$2 million gift advances mission of UCLA Library’s Biomedical Library

Lee Oetzel The UCLA Library has received a $2 million gift from the estate of Irla “Lee” Zimmerman Oetzel, a triple Bruin who culminated her UCLA studies by earning a Ph.D. in Psychology in 1953. The unrestricted gift will help the Louise M. Darling Biomedical Library build, maintain, preserve and promote its collection of nearly 700,000 print volumes and thousands of electronic resources including journals, databases, and other materials.

“Lee’s bequest reflects her professional background and appreciation for her time spent conducting extensive research in the Biomedical Library, both as a student and in recent years with intermittent reference requests,” said Virginia Steel, the Norman and Armena Powell University Librarian. “The Library is extremely grateful to Lee and her estate for this generous gift, and with it, the opportunity to achieve the Library’s new strategic directions more quickly.”

Oetzel’s gift will advance UCLA’s teaching, research, and patient-care related mission. The Biomedical Library is a crucial resource for students, faculty, and medical staff from across campus, including the David Geffen School of Medicine, the Jonathan and Karin Fielding School of Public Health, the Schools of Dentistry and Nursing, the Life Sciences division of the College of Letters and Sciences, related institutes in biomedicine, and the Ronald Reagan UCLA Medical Center. 
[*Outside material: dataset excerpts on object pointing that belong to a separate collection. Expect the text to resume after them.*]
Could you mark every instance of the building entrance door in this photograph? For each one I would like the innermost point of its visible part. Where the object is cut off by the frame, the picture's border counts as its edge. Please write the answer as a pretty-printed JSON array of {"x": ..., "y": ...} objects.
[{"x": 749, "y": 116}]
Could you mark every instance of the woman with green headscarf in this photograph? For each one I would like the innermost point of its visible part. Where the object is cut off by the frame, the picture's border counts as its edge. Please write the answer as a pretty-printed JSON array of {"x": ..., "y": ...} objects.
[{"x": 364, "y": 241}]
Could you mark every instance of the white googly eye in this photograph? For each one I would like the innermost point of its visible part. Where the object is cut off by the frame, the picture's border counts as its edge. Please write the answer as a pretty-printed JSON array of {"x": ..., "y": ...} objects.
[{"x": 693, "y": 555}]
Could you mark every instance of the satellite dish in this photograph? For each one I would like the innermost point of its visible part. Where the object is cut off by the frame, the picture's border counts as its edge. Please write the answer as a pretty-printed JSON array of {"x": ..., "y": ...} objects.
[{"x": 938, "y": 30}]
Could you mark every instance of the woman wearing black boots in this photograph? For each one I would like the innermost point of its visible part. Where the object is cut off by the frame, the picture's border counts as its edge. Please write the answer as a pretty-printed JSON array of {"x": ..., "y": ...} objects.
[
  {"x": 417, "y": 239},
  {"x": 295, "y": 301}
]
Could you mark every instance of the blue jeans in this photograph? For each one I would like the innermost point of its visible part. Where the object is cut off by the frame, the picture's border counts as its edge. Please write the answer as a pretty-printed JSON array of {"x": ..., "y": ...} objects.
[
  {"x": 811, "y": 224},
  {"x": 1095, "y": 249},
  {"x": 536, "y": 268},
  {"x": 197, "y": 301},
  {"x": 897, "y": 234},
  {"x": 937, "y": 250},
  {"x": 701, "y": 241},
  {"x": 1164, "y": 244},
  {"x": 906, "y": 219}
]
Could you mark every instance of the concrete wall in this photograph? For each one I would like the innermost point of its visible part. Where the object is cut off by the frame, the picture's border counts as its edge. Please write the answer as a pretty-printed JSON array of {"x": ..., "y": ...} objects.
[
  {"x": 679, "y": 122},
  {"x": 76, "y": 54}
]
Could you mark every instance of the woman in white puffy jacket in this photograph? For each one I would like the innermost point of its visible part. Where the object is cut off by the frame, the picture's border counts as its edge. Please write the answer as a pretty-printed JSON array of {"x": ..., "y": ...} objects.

A Southern California resident for most of her life and a longtime Biomedical Library supporter, Oetzel’s legacy includes notable research which led to the creation of Preschool Language Scale (PLS), a norm-referenced developmental language assessment used to assess receptive and expressive language skills for children from birth through age 7. Oetzel, the senior author, developed the test with two colleagues – a speech therapist and an early childhood educator she met while working as a consultant for Head Start, a federally-funded child development program. The first version of the test was published in 1969. Biomed houses a copy of the revised second edition from 1979; the fifth edition was published in 2011. The PLS-5 is the most widely used preschool language assessment in schools and healthcare settings in the United States, the United Kingdom and Australia.

During her life, Oetzel was an avid birder, and often combined this passion with her love of world travel.